NOW That’s What I Call Slightly Better than Music from a Korean Children’s’ Toy

PAX: Popeye, Safety Valve, Enron, Roxbury, Honesuckle

AO: The Lion’s Den, 01-22-2026

By: America’s Best

After Yankee Jeaux unleashed a beatdown entirely dictated by the sounds of a kid’s toy car, it got me thinking: What if we did this… but with something not ridiculous?
Like… music.
You know.
Like regular people.

What if the beatdown was built around really short songs, and the goal was simply to finish an exercise set before the song ended?

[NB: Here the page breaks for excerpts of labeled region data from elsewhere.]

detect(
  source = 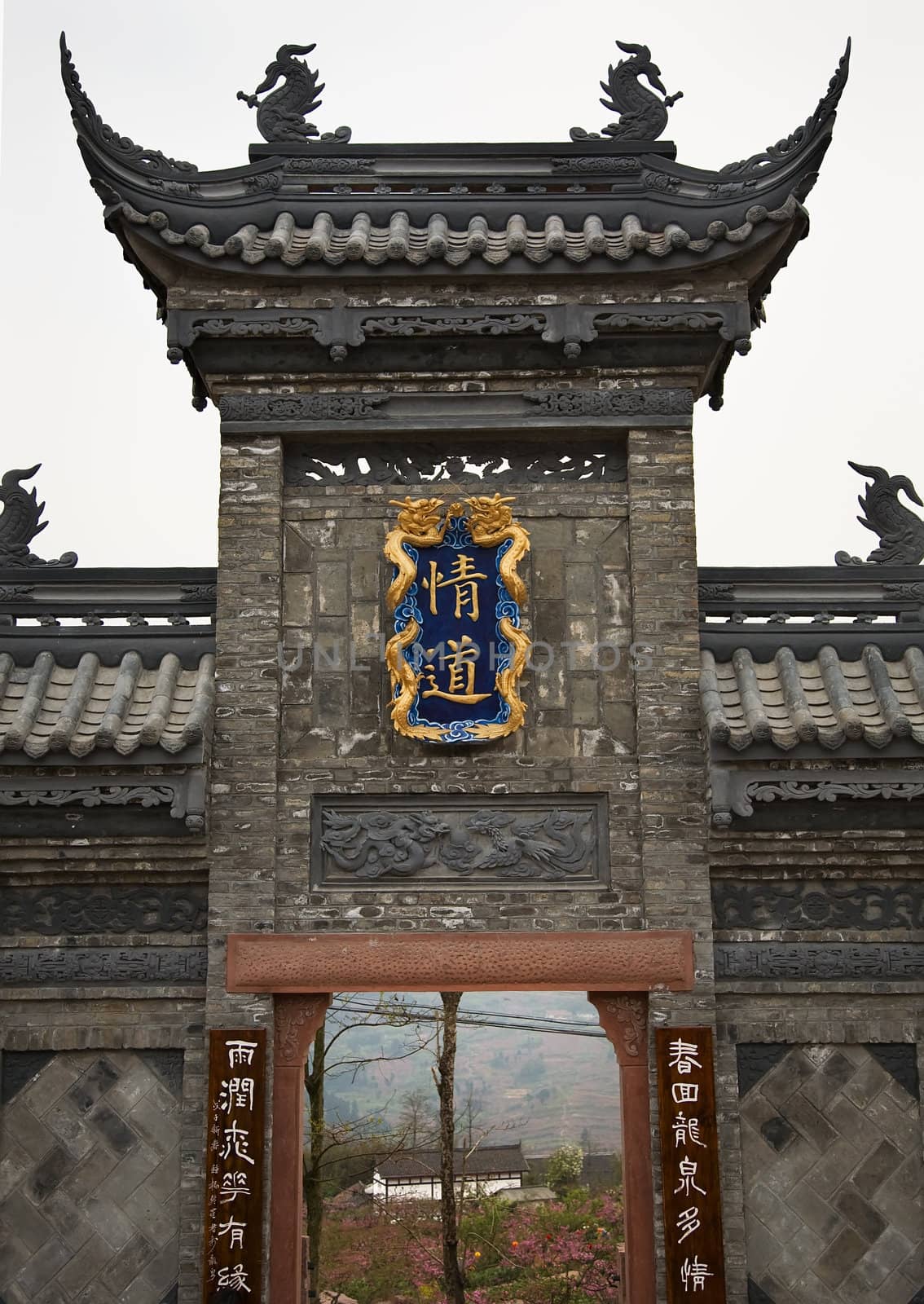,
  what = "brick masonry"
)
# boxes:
[739,1043,924,1304]
[0,1050,183,1304]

That meant I needed short songs. Preferably ones that were at least halfway normal. I’d like to think that’s exactly what I found—though “halfway normal” might be generous.

Once the playlist was set, it became obvious some songs were fast and some were slow. So we alternated. Fast songs meant ESOS (Every Song On the Song) reps. Slow songs were for “rest”—which of course meant Al Gore, plank, or something equally dishonest to call rest.

To spice things up, I brought out a giant Maglite (aka a mace ball weight). While the PAX cranked through ESOS, one man at a time disappeared into the darkness with the weight and performed an assigned exercise. The rest of the PAX guessed how many reps he did. The difference between the guess and reality determined whether we paid in Merkins or Burpees. Because accountability.

The alternating exercise sets looked like this:

Set 1
• 3 Burpees
• 10 Air Squats
• 20 Mountain Climbers
• 6 BBS
• 10 Merkins
• 15 Curls

Set 2
• 3 Derkins (N, dailies)
• 10 Apollo Ohnos
• 20 Curls
• 10 Bonnie Blairs
• 10 WWII Sit-Ups

I think Popeye summed it up best afterward when he said… something that probably shouldn’t be repeated out of context. Or at all.